1. Field of the Invention
The present invention relates to an optical recording medium suited for optical writing recording by use of a laser beam, particularly a semiconductor laser beam, and, more particularly, to an improved optical recording medium that can be used in optical disk techniques and optical card techniques.
2. Related Background Art
In general, optical recording mediums as exemplified by optical disks and optical cards can record information in a high density by forming optically detectable pits of minute size, for example, of about 1 .mu.m on a thin recording layer provided on a substrate having grooves of spiral, circular or linear form.
A focused laser beam may be scanned on the surface of this recording layer, so that the recording layer can absorb laser beam energy to form optically detectable pits thereon, and thus the writing of information can be performed. For example, in a heat mode recording system, the recording layer absorbs a heat energy to form minute concaves, i.e., pits, on that energy-absorbed parts by evaporation or fusion. In another heat mode system, the absorption of the energy of the irradiated laser beam can form pits having an optically detectable density difference on those parts.
The information recorded on the optical disks or optical cards can be detected by reading optical changes between the part on which the pits are formed and the part on which the pits are not formed. For example, a laser beam is scanned along a track, and the energy reflected by a disk is monitored by a photodetector. At the part on which the pits are formed, the reflection of the laser beam is lowered and the output from the photodetector becomes smaller. On the other hand, at the part on which the pits are not formed, the laser beam is sufficiently reflected and the output form the photodetector becomes larger.
Hitherto proposed as the optical recording mediums used in such optical disks and optical cards are those in which inorganic materials are mainly used, for example, metallic thin films such as aluminum-deposited films, bismuth thin films, tellurium oxide thin films, chalcogenite type amorphous glass films or the like. These thin films, however, have disadvantages such that they are sensitive to light of wavelengths generally of from 350 to 800 nm and also have a high reflectance to laser beams, resulting in a low utilization of laser beams.
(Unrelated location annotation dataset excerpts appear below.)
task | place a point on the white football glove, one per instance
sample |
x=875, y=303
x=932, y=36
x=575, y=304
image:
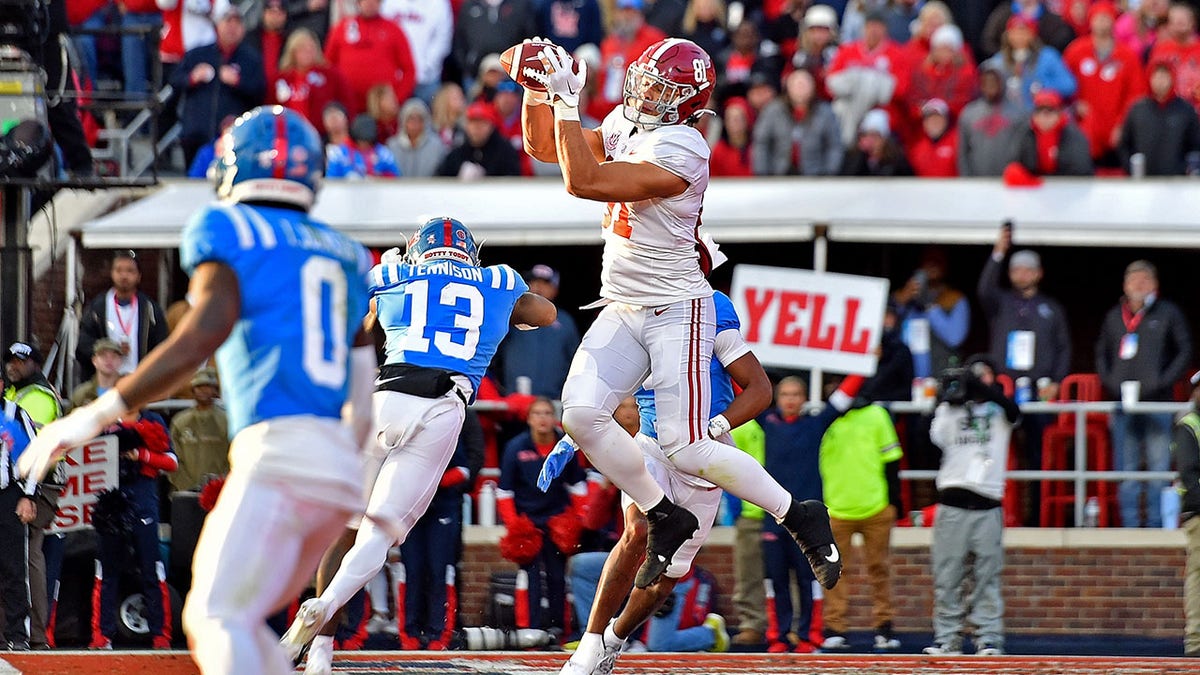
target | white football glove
x=561, y=79
x=718, y=426
x=76, y=429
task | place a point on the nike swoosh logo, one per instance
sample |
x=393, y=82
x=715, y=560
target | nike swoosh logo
x=835, y=555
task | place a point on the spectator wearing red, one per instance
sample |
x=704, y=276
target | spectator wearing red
x=797, y=133
x=1138, y=29
x=1162, y=127
x=369, y=49
x=731, y=154
x=629, y=36
x=1053, y=144
x=270, y=36
x=484, y=150
x=1029, y=65
x=816, y=47
x=1049, y=27
x=747, y=54
x=946, y=75
x=865, y=75
x=935, y=154
x=220, y=79
x=1110, y=79
x=1177, y=43
x=305, y=83
x=876, y=154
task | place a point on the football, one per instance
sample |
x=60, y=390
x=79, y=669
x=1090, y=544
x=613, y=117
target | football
x=523, y=58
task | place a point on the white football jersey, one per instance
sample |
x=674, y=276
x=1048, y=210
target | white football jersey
x=649, y=252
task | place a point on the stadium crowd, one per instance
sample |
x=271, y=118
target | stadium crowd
x=414, y=88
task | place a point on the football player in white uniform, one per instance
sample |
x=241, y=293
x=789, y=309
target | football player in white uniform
x=651, y=166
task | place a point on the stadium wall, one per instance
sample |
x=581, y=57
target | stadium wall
x=1056, y=581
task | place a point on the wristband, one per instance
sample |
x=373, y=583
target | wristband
x=564, y=112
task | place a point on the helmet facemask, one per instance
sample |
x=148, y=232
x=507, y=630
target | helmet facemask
x=652, y=100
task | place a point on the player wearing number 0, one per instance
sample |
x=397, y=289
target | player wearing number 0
x=283, y=297
x=651, y=166
x=443, y=317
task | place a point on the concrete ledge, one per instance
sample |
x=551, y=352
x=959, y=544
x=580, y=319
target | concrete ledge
x=921, y=537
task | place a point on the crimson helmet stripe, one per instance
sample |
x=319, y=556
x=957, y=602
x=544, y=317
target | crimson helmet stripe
x=281, y=144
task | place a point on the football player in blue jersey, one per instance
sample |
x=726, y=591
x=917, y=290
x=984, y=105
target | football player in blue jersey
x=280, y=298
x=443, y=317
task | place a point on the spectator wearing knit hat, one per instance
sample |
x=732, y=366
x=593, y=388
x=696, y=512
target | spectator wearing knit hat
x=989, y=126
x=1050, y=28
x=935, y=154
x=1029, y=65
x=1162, y=127
x=484, y=150
x=798, y=133
x=876, y=154
x=947, y=73
x=1053, y=144
x=1110, y=79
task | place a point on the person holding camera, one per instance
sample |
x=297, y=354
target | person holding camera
x=972, y=425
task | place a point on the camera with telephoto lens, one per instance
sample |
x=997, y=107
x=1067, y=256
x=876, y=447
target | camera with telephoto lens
x=953, y=386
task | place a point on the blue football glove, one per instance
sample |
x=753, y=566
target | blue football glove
x=556, y=461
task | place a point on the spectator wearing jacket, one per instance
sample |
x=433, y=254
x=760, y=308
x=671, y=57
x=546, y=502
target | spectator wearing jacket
x=519, y=499
x=18, y=509
x=1050, y=28
x=935, y=153
x=989, y=126
x=123, y=314
x=219, y=79
x=865, y=75
x=797, y=133
x=1179, y=43
x=429, y=27
x=1030, y=66
x=876, y=154
x=1053, y=144
x=418, y=149
x=1110, y=79
x=731, y=154
x=1186, y=448
x=369, y=49
x=305, y=82
x=861, y=482
x=1144, y=339
x=129, y=515
x=1162, y=127
x=490, y=27
x=973, y=434
x=1029, y=338
x=363, y=156
x=947, y=73
x=484, y=151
Taking account of the above, researches have been made on organic thin films capable of optically causing changes in physical properties by using optical energy of relatively long wavelengths (for example, 780 nm or more). Such organic thin films are effective as being capable of forming pits with use of a semiconductor laser beam having an oscillation wavelength near 780 nm or 830 nm.
However, organic compounds that commonly have absorption characteristics on the longer wavelength side have a problem that they are unstable to heat.
For example, in handling optical recording mediums, they are not necessarily used only in well air-conditioned offices, and there must be taken into account their transportation, keeping in ware houses and temperature rise inside driving units, so that mediums having far superior stability to high-temperature have been sought after. In particular, potable optical recording mediums as exemplified by optical cards may preferably have the laminated structure that an opposed substrate is directly laminated on the recording layer with use of an adhesive, from the viewpoint of thickness or strength of the mediums.
Effectively used as the adhesive used in that occasion are hot-melt adhesives which have good workability. Since, however, many of the hot-melt adhesives have temperatures of about 100.degree. C. at the time of lamination, sought after as recording layer is the one having far superior thermal resistance. Since also the optical cards are often handled by being personally carried, thus giving a high possibility that they are roughly handled, those having superior environmental stability including the thermal resistance have been sought after.
As a coloring matter that can solve such problems, U.S. Pat. No. 4,548,886 discloses an azulene coloring matter. More specifically, this coloring matter has superior optical characteristics, i.e., clear threshold characteristics of recording sensitivity and high recording sensitivity, and also can be formed into a film by coating.